The United States did not succeed in passing the draft-resolution, which it submitted before the UN Security Council on August 14, in order to extend the arms embargo on Iran, in line with UNSC Resolution 2231.
According to the resolution, the UN ban on conventional arms sales to and from Iran ends on October 18, that is, 15 days before the US presidential elections.
The US administration has engaged in a thorny diplomatic battle as part of its maximum pressure campaign on the regime in Tehran. President Donald Trump and Secretary of State Mike Pompeo are employing all political, diplomatic and legal means to extend the ban indefinitely.
As the US draft-resolution was met with wide rejection at the Security Council, Trump’s administration has resorted to a gap in Resolution 2231, known as the snapback process.
The process begins when a signatory to Iran’s nuclear deal (JCPOA) – as defined in UNSCR 2231 – notifies the Security Council of an issue believed to constitute “significant non-performance of commitments under the JCPOA.”
Unless the Council adopts a resolution within 30 days to ignore the complaint, all of the provisions of resolutions that had been terminated by UNSCR 2231 come back into force. This process is called snapback because all prior restrictions on Iran snap back into place.

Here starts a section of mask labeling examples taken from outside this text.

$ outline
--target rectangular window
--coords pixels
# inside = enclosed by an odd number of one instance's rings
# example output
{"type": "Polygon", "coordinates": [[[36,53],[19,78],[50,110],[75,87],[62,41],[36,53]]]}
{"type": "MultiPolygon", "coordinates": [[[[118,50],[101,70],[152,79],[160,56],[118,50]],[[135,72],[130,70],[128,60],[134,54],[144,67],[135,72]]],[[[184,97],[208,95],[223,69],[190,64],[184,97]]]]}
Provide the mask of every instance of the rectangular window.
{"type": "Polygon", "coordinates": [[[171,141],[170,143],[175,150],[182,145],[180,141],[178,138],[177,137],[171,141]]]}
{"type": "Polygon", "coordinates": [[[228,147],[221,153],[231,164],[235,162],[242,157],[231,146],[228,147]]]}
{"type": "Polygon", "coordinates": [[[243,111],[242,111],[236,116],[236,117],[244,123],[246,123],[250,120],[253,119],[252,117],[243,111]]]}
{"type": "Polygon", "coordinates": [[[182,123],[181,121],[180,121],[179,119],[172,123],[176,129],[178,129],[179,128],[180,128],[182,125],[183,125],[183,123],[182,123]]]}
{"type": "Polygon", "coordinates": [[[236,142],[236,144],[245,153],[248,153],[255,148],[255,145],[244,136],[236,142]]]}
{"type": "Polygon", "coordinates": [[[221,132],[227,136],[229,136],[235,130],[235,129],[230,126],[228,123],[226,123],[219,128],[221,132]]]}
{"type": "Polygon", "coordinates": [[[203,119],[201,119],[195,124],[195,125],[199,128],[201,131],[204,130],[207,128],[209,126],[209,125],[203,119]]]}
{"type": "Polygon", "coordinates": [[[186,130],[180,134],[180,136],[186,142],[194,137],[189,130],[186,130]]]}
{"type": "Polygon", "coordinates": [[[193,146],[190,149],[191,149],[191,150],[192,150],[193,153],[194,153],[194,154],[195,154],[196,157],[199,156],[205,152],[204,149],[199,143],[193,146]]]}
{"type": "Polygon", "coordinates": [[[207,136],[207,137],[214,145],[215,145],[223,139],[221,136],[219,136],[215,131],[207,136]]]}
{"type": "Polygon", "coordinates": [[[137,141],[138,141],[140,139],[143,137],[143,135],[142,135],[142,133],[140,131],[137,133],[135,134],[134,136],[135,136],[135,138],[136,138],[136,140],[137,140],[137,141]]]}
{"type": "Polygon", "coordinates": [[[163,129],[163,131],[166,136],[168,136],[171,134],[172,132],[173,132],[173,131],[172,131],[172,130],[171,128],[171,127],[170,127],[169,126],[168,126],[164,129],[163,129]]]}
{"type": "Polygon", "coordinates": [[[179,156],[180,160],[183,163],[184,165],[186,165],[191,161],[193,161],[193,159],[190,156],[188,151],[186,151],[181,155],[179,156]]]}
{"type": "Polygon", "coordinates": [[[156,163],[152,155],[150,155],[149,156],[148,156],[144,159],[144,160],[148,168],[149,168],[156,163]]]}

The fact is that international law jurists at the US State Department found in this process the “gap” they were looking for to enable Washington to indefinitely extend the arms embargo on Iran, despite Trump’s withdrawal from the JCPOA in 2018.
However, this claim does not satisfy the other four parties to the nuclear deal, who believe that Washington has lost the right to resort to this mechanism due to its official pullout from the agreement.
Washington claims that it has already withdrawn, but it is still part of the agreement, which means it has not lost this capacity because “the deal is one thing and the Security Council resolution is another.”
But the EU parties to the agreement stressed that Washington’s attempts would create a deep rift within the Security Council on one hand, and between the United States and its traditional European allies on the other.
European diplomatic sources in Paris said that the three European parties (France, Britain and Germany) have not yet found the means to ward off what they consider to be an “imminent danger”, a threat to US-European relations and a weakening of the authority of the Security Council.
Therefore, European diplomacy is moving in every direction to find a way out, and might regard Russian President Vladimir Putin’s proposal for a virtual summit to discuss Iran as an opportunity.
Observers noted that Trump’s rush to resort to the snapback process was also intended to block any subsequent US leniency towards Iran in the event that Democrat Joe Biden is elected President of the United States.